AQUATIC FATE: Based on a classification scheme(1), an estimated Koc value of 35(SRC), determined from a log Kow of 0.30(2) and a regression-derived equation(3), indicates that sarin is not expected to adsorb to suspended solids and sediment(SRC). Aqueous hydrolysis is expected to be the major degradation process for sarin in water forming the products HF and isopropyl methylphosphonic acid. The hydrolysis is pH and temperature dependent(8,9); with the fastest rates of hydrolysis occurring below pH 4 and above 6.5(9), the hydrolysis half-life is about 237 hr at 25 deg C(9). Hydrolysis takes place faster in seawater than in distilled water due to the presence of metal cations in seawater(8,9); the hydrolysis half-lives in seawater at 25 deg C and pHs 7.6 and 7.9 are 58.1 and 25 min, respectively(9); in seawater at 25 deg C, the time required to decompose 99.9% of initial sarin is about 8 hr(9); in distilled water, the time required to decompose 99.9% varies from about 750 to 7.5 hr at pHs of 7.0 to 9.0(9). Volatilization from water surfaces is not expected(3) based upon an estimated Henry's Law constant of 5.7X10-7 atm-cu m/mole(SRC), derived from its vapor pressure, 2.9 mm Hg(4), and assigned value for water solubility of 1.0X10+6 mg/L (miscible)(5). According to a classification scheme(6), an estimated BCF of 3.2(SRC), from an estimated log Kow(2) and a regression-derived equation(7), suggests the potential for bioconcentration in aquatic organisms is low(SRC). Biodegradation data for sarin were not available(SRC, 2007).
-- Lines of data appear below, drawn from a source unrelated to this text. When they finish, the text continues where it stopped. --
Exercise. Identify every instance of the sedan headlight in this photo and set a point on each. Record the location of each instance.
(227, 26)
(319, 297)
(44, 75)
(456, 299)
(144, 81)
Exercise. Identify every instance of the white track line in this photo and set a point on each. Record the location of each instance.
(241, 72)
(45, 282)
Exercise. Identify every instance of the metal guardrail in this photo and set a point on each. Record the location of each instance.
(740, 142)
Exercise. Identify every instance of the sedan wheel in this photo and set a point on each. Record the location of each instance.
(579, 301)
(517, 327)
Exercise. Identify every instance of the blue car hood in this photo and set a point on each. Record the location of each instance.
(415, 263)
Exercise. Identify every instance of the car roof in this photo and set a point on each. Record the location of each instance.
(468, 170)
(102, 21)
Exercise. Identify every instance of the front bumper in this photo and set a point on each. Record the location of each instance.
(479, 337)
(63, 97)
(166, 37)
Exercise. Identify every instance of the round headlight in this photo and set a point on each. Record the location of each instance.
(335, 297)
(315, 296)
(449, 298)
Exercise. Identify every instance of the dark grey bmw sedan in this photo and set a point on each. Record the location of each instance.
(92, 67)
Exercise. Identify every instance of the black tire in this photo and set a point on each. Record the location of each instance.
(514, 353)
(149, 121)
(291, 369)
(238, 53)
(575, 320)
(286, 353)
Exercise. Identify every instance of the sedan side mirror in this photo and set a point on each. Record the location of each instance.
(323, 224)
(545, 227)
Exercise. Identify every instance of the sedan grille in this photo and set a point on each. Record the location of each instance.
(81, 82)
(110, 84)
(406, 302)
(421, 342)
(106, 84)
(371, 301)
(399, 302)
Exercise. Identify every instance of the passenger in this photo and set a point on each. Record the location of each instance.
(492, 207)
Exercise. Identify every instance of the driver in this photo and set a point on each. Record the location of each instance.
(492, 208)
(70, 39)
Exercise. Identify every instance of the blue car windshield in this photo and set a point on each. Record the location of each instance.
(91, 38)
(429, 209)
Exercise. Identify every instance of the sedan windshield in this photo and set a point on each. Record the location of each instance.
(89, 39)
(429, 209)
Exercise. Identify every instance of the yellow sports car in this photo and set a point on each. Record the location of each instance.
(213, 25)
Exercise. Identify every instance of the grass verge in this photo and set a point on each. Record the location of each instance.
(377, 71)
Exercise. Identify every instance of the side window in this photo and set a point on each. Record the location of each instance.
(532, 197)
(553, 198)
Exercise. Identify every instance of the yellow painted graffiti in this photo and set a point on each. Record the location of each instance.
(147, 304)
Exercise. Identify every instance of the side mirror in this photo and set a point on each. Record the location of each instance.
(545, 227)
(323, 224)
ATMOSPHERIC FATE: According to a model of gas/particle partitioning of semivolatile organic compounds in the atmosphere(1), sarin, which has a vapor pressure of 2.9 mm Hg at 25 deg C(2), is expected to exist solely as a vapor in the ambient atmosphere. Vapor-phase sarin is degraded in the atmosphere by reaction with photochemically-produced hydroxyl radicals(SRC); the half-life for this reaction in air is estimated to be 9.6 hours(SRC), calculated from its rate constant of 4.0X10-11 cu cm/molecule-sec at 25 deg C(SRC) that was derived using a structure estimation method(4). The UV absorption spectrum of sarin in cyclohexane solution do not exhibit any absorption above 290 nm(5); therefore, sarin is not expected to degrade through direct photolysis in the environment(SRC).